Let us use on (2) the differentiation property of a convolution:

$$(\phi \star \psi)'=\phi' \star \psi$$

giving

$$f'= a(\delta_{-b}-\delta_0) \star f$$

(indeed, differentiation at the 'jumps' of the Rect function give Dirac $\delta$s in $-b$ and $0$).

$$f'= a(\delta_{-b} \star f-\delta_0 \star f)$$

Finally, we get the following differential-difference equation for $f$:

$$f'(x)= a(f(x+b)-f(x)) \tag{3}$$

(convolution by a Dirac = shift)

Up to you for applying Laplace Transform to (3)...

Remarks:

a) Take into account the constraint $f(0)=\int_0^b f(u)du$.

b) It could be interesting to briefly explain how you have obtained the Laplace Transform of the initial equation.

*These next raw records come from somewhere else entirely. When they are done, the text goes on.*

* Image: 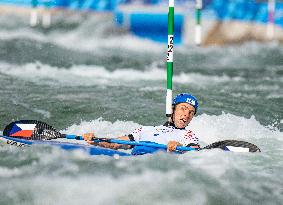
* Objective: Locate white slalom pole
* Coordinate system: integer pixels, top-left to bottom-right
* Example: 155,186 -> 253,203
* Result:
195,0 -> 202,46
29,0 -> 38,27
266,0 -> 275,40
166,0 -> 174,118
42,0 -> 51,28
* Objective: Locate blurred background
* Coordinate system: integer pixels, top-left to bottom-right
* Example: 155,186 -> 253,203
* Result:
0,0 -> 283,45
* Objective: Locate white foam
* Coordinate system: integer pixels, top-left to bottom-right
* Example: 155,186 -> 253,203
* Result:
0,167 -> 22,177
63,113 -> 283,145
62,118 -> 141,138
189,113 -> 283,144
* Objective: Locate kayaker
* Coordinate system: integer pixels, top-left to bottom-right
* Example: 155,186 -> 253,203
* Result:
83,93 -> 199,155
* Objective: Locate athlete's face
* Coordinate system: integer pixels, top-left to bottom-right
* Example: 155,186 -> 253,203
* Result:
173,103 -> 195,128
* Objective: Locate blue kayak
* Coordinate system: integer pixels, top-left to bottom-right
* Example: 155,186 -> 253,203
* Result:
0,136 -> 132,156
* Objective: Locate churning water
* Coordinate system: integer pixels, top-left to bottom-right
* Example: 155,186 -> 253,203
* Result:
0,12 -> 283,205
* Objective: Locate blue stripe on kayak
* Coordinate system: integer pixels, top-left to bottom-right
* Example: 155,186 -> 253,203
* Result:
1,136 -> 132,156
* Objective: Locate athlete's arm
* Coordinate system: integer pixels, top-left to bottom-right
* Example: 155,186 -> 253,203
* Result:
167,141 -> 183,152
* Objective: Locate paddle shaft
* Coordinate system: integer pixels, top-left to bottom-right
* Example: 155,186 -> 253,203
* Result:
63,135 -> 197,151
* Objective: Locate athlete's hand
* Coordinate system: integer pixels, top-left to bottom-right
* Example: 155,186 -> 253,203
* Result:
98,142 -> 120,149
167,141 -> 182,152
83,132 -> 95,145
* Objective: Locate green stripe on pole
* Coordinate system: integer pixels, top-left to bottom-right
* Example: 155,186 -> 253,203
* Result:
168,7 -> 174,35
167,62 -> 173,90
166,0 -> 174,117
196,9 -> 201,25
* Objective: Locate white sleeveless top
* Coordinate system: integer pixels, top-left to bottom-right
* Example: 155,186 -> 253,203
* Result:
131,125 -> 199,146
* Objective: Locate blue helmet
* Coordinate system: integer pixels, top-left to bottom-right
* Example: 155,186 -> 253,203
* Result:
172,93 -> 198,114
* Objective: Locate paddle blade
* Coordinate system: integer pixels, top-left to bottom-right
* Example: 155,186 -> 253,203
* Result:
3,120 -> 63,140
203,140 -> 260,152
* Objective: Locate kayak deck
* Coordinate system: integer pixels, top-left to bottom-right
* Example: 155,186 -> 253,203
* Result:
0,136 -> 132,156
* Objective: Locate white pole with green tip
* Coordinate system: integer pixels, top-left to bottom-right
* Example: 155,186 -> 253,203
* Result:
166,0 -> 174,117
29,0 -> 38,27
195,0 -> 202,46
267,0 -> 275,40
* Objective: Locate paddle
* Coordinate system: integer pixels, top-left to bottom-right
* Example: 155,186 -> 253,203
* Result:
3,120 -> 260,152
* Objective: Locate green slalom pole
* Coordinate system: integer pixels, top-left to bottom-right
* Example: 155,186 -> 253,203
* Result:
166,0 -> 174,117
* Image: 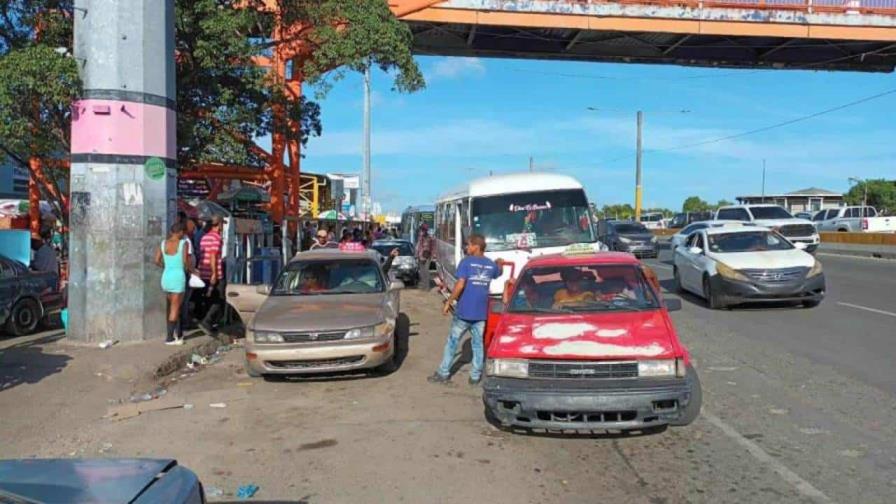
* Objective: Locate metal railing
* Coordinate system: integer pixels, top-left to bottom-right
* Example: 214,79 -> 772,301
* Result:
528,0 -> 896,15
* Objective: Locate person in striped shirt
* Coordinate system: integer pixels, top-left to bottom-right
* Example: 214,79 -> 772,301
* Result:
199,215 -> 227,336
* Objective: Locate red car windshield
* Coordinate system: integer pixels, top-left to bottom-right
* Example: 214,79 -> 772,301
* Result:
508,264 -> 660,313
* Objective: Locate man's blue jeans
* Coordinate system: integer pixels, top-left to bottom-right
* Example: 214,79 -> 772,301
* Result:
438,316 -> 485,380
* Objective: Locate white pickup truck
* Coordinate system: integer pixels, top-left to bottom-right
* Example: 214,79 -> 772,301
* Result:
715,204 -> 821,253
812,206 -> 896,233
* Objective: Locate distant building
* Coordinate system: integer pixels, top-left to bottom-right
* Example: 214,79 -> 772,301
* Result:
737,187 -> 846,213
0,161 -> 28,199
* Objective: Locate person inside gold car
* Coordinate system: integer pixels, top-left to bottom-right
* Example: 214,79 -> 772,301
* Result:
553,268 -> 594,308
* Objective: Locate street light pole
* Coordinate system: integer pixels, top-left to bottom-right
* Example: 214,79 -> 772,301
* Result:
585,107 -> 691,221
635,110 -> 644,221
762,158 -> 765,203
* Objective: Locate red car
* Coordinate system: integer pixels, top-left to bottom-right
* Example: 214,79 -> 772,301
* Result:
483,252 -> 702,431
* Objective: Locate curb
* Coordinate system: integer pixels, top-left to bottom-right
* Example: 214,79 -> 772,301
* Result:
815,247 -> 896,261
152,336 -> 225,378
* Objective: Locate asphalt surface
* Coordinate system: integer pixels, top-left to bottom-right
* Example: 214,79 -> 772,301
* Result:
0,256 -> 896,503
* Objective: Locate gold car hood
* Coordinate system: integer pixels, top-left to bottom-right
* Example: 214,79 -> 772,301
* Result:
252,292 -> 386,332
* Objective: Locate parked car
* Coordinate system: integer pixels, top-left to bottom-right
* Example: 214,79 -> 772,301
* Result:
483,252 -> 702,431
715,204 -> 821,253
813,206 -> 896,233
371,240 -> 420,285
640,212 -> 665,229
0,459 -> 205,504
597,221 -> 659,257
245,249 -> 404,377
673,227 -> 825,309
0,255 -> 64,336
669,220 -> 745,252
669,212 -> 712,229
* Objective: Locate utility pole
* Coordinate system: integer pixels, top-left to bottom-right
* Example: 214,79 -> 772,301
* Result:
849,177 -> 868,212
635,110 -> 644,221
762,158 -> 765,203
361,65 -> 373,219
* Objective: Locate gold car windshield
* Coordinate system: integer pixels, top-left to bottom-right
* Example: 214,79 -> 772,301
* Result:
271,259 -> 385,296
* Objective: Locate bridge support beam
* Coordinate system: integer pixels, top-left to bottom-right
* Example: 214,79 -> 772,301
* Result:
68,0 -> 177,342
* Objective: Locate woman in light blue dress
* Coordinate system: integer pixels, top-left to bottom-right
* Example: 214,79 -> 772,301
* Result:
156,222 -> 193,345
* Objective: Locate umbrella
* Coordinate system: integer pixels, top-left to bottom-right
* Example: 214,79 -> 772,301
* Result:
317,210 -> 345,220
196,200 -> 230,221
218,186 -> 271,203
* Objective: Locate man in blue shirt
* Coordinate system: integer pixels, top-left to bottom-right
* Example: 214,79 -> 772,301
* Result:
427,234 -> 504,385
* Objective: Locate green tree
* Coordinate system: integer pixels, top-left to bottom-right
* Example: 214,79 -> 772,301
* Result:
713,199 -> 734,210
600,203 -> 635,220
0,0 -> 80,220
681,196 -> 710,212
0,0 -> 424,174
844,179 -> 896,215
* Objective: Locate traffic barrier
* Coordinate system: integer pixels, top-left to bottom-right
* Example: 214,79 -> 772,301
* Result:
819,232 -> 896,246
653,229 -> 896,246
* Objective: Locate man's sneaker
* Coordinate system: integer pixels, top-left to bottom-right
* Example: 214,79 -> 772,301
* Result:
199,322 -> 215,336
426,371 -> 451,383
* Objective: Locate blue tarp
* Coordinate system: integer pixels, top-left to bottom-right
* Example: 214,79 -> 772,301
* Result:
0,229 -> 31,266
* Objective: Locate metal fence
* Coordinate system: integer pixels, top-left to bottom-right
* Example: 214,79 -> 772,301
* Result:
558,0 -> 896,16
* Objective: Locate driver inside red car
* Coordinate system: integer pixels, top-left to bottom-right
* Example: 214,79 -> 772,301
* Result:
553,268 -> 594,309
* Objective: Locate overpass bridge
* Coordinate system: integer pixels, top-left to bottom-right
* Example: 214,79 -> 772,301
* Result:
389,0 -> 896,72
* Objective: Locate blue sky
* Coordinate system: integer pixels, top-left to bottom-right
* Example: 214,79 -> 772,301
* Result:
303,57 -> 896,210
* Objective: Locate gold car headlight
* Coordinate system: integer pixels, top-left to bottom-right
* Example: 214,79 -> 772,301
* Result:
806,259 -> 824,277
716,262 -> 750,282
252,331 -> 283,343
485,359 -> 529,378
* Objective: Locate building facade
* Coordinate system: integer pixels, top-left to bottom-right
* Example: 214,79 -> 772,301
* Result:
0,161 -> 28,199
737,187 -> 846,213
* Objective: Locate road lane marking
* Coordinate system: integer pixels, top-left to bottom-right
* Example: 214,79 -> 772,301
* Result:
837,301 -> 896,317
700,411 -> 834,502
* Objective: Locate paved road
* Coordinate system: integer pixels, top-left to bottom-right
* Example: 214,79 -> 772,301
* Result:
0,257 -> 896,503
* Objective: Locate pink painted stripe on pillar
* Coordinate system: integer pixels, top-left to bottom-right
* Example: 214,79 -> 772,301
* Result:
71,100 -> 177,159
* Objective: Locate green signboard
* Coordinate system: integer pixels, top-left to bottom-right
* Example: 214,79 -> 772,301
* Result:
143,158 -> 165,180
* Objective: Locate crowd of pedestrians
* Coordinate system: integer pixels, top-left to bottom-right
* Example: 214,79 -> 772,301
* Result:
155,212 -> 227,345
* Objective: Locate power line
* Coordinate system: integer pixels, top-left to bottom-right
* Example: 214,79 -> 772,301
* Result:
598,88 -> 896,164
650,88 -> 896,152
508,68 -> 765,81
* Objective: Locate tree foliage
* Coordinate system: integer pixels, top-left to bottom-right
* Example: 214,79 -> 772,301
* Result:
0,0 -> 424,166
272,0 -> 425,92
600,203 -> 635,220
844,179 -> 896,215
681,196 -> 711,212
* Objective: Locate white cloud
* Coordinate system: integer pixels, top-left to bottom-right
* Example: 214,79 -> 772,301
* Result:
426,57 -> 485,80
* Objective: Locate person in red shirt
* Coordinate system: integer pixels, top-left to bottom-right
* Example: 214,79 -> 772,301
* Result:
199,215 -> 227,336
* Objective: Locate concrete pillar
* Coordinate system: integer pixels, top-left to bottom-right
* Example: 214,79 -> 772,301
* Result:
68,0 -> 176,342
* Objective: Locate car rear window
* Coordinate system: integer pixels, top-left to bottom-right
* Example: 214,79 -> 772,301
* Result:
750,207 -> 793,219
271,259 -> 385,296
371,242 -> 414,257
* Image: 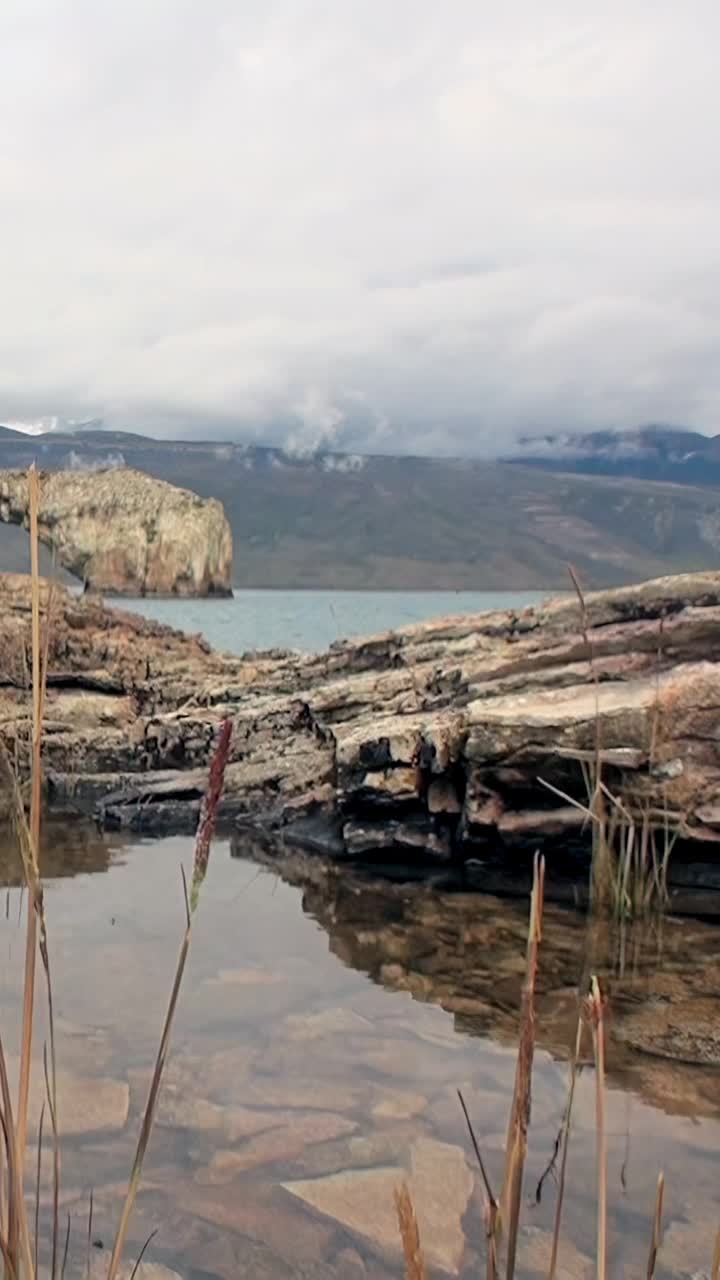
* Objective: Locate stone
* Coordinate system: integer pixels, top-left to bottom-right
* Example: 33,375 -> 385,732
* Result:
279,1009 -> 373,1041
195,1111 -> 357,1187
283,1138 -> 474,1275
22,1064 -> 129,1138
7,565 -> 720,855
370,1089 -> 428,1120
0,467 -> 232,595
168,1180 -> 336,1274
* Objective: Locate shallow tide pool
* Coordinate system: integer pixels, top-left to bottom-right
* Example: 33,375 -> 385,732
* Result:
0,824 -> 720,1280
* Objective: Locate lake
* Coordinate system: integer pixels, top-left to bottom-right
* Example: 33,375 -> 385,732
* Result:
0,823 -> 720,1280
116,590 -> 547,653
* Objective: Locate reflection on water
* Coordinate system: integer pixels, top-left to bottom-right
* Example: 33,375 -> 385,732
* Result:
0,828 -> 720,1280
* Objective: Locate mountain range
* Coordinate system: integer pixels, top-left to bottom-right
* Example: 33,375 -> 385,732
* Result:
0,424 -> 720,590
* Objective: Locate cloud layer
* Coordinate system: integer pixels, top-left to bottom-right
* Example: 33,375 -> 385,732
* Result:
0,0 -> 720,453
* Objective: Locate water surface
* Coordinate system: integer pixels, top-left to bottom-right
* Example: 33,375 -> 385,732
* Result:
0,826 -> 720,1280
116,590 -> 547,653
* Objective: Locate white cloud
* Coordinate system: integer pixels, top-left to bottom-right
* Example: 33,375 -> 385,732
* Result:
0,0 -> 720,452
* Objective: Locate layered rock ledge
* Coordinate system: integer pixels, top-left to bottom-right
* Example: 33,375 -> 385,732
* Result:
0,467 -> 232,595
0,573 -> 720,859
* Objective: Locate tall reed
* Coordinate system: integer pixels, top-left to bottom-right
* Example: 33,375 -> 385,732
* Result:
0,466 -> 232,1280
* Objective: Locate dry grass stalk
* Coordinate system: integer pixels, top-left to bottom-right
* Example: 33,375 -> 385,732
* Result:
587,975 -> 607,1280
548,1014 -> 583,1280
568,564 -> 614,908
710,1228 -> 720,1280
395,1183 -> 428,1280
457,1089 -> 500,1280
17,465 -> 44,1169
108,721 -> 232,1280
647,1172 -> 665,1280
501,854 -> 544,1280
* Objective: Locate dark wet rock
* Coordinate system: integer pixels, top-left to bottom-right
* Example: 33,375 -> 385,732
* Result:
229,842 -> 720,1116
0,573 -> 720,880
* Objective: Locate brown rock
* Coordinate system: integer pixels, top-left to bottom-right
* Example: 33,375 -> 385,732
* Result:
284,1138 -> 474,1275
195,1111 -> 357,1187
7,565 -> 720,855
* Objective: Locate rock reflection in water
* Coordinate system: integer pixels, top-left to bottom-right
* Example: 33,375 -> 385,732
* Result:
0,832 -> 720,1280
234,837 -> 720,1115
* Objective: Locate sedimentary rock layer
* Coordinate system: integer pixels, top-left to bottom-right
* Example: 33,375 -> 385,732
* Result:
0,573 -> 720,859
0,467 -> 232,595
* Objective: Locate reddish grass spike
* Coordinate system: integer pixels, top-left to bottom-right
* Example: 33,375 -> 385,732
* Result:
647,1172 -> 665,1280
395,1183 -> 428,1280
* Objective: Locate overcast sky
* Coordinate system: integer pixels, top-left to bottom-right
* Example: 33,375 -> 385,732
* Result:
0,0 -> 720,453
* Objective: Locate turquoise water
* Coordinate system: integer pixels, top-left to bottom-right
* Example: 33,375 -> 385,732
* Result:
116,590 -> 548,653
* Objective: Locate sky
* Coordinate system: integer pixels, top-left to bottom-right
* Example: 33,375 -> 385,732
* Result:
0,0 -> 720,454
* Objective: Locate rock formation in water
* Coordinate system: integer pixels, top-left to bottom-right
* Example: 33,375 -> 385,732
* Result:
0,467 -> 232,595
0,573 -> 720,880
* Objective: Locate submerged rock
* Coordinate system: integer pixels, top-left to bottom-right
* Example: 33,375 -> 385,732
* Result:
283,1138 -> 474,1275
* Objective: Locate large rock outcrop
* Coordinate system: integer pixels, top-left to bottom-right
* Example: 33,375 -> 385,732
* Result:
0,573 -> 720,880
0,467 -> 232,595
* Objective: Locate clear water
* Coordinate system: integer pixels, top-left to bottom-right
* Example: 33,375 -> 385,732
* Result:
116,590 -> 547,653
0,824 -> 720,1280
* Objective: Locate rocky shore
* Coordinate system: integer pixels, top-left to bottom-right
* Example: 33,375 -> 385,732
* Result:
0,573 -> 720,880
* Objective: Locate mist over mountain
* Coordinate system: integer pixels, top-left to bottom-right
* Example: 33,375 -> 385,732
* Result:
0,426 -> 720,590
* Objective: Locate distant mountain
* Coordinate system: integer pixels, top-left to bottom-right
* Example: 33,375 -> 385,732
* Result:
506,426 -> 720,485
0,429 -> 720,591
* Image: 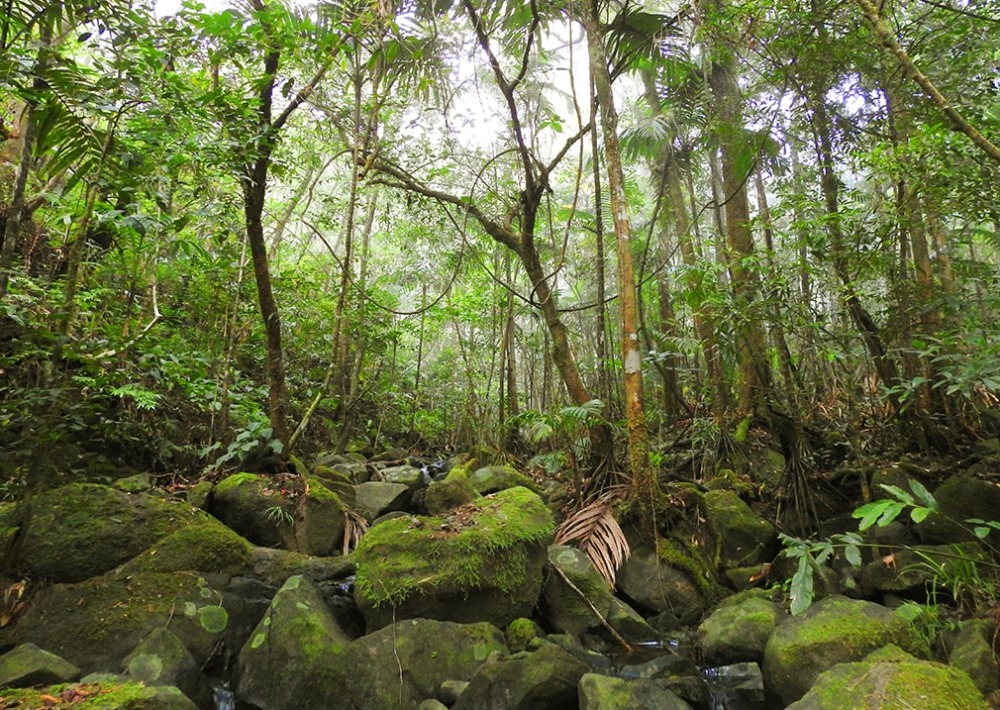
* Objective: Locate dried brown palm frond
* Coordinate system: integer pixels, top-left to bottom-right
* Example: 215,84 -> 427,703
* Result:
555,494 -> 632,587
343,508 -> 368,555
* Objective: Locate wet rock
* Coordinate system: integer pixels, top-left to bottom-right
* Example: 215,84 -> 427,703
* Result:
122,629 -> 212,707
344,619 -> 507,710
705,490 -> 778,567
236,576 -> 351,710
452,641 -> 590,710
354,488 -> 554,629
0,643 -> 80,688
788,646 -> 989,710
579,673 -> 691,710
698,592 -> 787,666
763,596 -> 926,707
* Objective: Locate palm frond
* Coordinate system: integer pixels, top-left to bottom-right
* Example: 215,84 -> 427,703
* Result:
555,496 -> 632,587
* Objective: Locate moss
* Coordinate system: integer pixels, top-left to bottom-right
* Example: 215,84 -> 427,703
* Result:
354,488 -> 554,606
122,519 -> 253,573
656,536 -> 724,603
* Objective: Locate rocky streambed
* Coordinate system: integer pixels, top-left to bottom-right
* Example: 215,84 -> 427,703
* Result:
0,448 -> 1000,710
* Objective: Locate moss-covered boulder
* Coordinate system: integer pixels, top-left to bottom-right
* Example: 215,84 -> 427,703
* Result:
0,572 -> 228,673
122,629 -> 212,708
788,646 -> 990,710
211,473 -> 295,549
917,476 -> 1000,546
343,619 -> 507,710
705,490 -> 778,567
354,488 -> 553,629
469,465 -> 539,495
617,540 -> 713,624
236,576 -> 354,710
452,641 -> 590,710
0,680 -> 198,710
763,596 -> 927,704
698,592 -> 787,666
17,483 -> 207,582
579,673 -> 691,710
0,643 -> 80,688
119,516 -> 253,574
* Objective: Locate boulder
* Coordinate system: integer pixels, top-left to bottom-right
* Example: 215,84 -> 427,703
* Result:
119,516 -> 253,574
16,483 -> 207,582
788,646 -> 990,710
948,619 -> 1000,693
344,619 -> 507,710
579,673 -> 691,710
452,641 -> 590,710
122,629 -> 212,707
0,572 -> 228,673
698,591 -> 787,666
917,476 -> 1000,547
0,679 -> 198,710
617,540 -> 711,624
354,488 -> 554,630
354,481 -> 412,522
0,643 -> 80,688
705,490 -> 778,567
764,596 -> 927,705
236,575 -> 351,710
469,466 -> 539,495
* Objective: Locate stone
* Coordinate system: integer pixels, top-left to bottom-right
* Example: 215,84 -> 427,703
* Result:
698,591 -> 787,666
787,645 -> 989,710
0,643 -> 80,688
763,596 -> 927,705
452,641 -> 590,710
15,483 -> 207,582
948,619 -> 1000,693
122,629 -> 212,707
917,475 -> 1000,547
543,545 -> 614,636
579,673 -> 691,710
344,619 -> 507,710
469,466 -> 539,495
0,572 -> 227,673
354,481 -> 412,522
236,575 -> 354,710
354,488 -> 554,630
705,490 -> 778,567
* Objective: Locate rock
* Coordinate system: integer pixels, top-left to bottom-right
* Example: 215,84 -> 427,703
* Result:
543,545 -> 614,636
469,466 -> 539,495
452,642 -> 590,710
122,629 -> 212,707
354,488 -> 554,629
424,480 -> 477,515
16,483 -> 207,582
579,673 -> 691,710
344,619 -> 507,710
3,680 -> 198,710
617,540 -> 710,624
703,663 -> 768,710
698,592 -> 787,666
705,490 -> 778,567
788,646 -> 989,710
211,473 -> 295,549
0,643 -> 80,688
948,619 -> 1000,693
119,516 -> 253,574
764,596 -> 926,705
236,576 -> 354,710
354,481 -> 412,522
917,476 -> 1000,547
0,572 -> 228,673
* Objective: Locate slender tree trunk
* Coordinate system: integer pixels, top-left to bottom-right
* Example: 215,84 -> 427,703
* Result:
581,3 -> 659,516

c) An interesting particular case in (3) is when $a=\frac{1}{b}$ giving:

$$f'(x)= \dfrac{f(x+b)-f(x)}{b} \tag{3}$$

which is verified by any affine function with equation

$$f(x)=mx+n$$

But constraint (1) gives

$$f(0)=\int_0^b f(t)dt \ \ \implies \ \ n=a(\tfrac12 mb^2+nb)$$

which (taking into account relationship $ab=1$) forces $m=0$. Therefore, only constant functions "survive" ; in this way, we find back the functions we had already considered in the remark of part A)... nothing new under the sun...

d) Equation (3) is reached in a much more direct manner in robjon's answer. The merit of my approach is to browse different useful analysis techniques.